Once you’ve understood your feelings, be willing to fix the situation, even if it may mean taking some big, less-than-comfortable steps.

If you can’t feel motivated to do a job, you’ll only end up doing it poorly. The success of your career hinges on motivation to do your job. If you aren’t feeling it, then it’s time for a change.

Shift to a Side Project

One thing that has really helped me is having a side project that I’m passionate about and that I’m working on for the long term. 

Whenever I feel unmotivated and like I can’t focus on my primary tasks, I take a break and turn my attention to my side project. It gives me a sense of purpose and helps rekindle my motivation to keep going.

I think it’s really important to have something that we’re passionate about, as it gives us a reason to keep pushing forward.

Be Mindful of Occupational Burnout

Feeling averse to working, now and then, is very normal and expected. Naturally, motivation can waver, excitement can fade, and the workplace can often feel mundane.

However, a persistent and intense aversion towards working is a telltale sign of occupational burnout, a syndrome caused by chronic workplace stress.

First and foremost, you must determine whether you are feeling burnt out and seek support. Occupational burnout is a major predictor of stress-related health problems, reduced psychological well-being, and reduced workplace performance, putting you at risk of myriad problems.

You must be honest with yourself and determine whether burnout causes your motivational lull. If you aren’t burnt-out, then likely a change of pace is required, warranting an exploration of other employment options.

But if you are feeling the effects of burnout, you must seek external support and make your health the number one priority.

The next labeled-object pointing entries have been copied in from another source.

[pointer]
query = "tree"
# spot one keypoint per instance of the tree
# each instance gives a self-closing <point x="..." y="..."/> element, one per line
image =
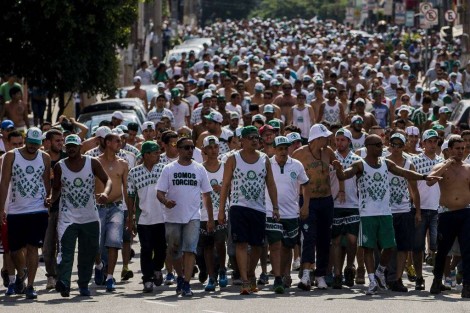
<point x="69" y="45"/>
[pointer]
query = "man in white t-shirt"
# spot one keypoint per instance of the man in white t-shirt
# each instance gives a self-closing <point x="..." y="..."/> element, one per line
<point x="141" y="184"/>
<point x="282" y="233"/>
<point x="179" y="189"/>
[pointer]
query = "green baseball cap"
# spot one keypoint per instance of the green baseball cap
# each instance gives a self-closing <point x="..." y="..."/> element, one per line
<point x="149" y="146"/>
<point x="248" y="130"/>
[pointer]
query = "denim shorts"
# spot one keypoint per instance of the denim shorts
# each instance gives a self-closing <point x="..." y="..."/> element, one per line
<point x="429" y="220"/>
<point x="182" y="238"/>
<point x="111" y="225"/>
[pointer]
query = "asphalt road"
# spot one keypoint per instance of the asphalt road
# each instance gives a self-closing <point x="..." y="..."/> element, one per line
<point x="129" y="298"/>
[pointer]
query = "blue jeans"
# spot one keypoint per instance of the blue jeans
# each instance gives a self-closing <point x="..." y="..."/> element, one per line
<point x="316" y="233"/>
<point x="453" y="224"/>
<point x="428" y="222"/>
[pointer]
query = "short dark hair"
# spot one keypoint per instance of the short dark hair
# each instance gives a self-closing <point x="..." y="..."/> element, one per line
<point x="53" y="132"/>
<point x="167" y="135"/>
<point x="14" y="90"/>
<point x="14" y="133"/>
<point x="180" y="141"/>
<point x="455" y="139"/>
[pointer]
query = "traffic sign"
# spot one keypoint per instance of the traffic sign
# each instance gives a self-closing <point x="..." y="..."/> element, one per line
<point x="450" y="16"/>
<point x="425" y="6"/>
<point x="431" y="15"/>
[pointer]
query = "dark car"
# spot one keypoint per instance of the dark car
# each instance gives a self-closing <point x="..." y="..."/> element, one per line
<point x="460" y="116"/>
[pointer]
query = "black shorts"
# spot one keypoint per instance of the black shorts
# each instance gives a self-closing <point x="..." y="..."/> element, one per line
<point x="404" y="226"/>
<point x="248" y="226"/>
<point x="208" y="239"/>
<point x="26" y="229"/>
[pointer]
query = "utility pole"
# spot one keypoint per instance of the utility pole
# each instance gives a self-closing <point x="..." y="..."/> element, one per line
<point x="157" y="29"/>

Business Psychologist, Test Partnership

Take a Break

My best tip for when you don’t feel like working anymore is to take a break. Taking a few minutes or even an hour can help to clear your head and reset your focus. 

Instead of mindlessly scrolling through social media or checking emails, try going for a walk or doing something creative like drawing or playing a game. This can help to break the monotony of your daily routine and get your creative juices flowing again.

Drink Some Water

Whenever I feel like I don’t want to work anymore, I drink an enormous glass of ice water. It’s simple, but it works. I get away from my desk for a moment.

professional man taking a water break

It takes my mind off of what I was doing for just long enough to get a little mental reset. And it keeps me hydrated. It’s amazing how something so basic can reinvigorate me to get through the workday.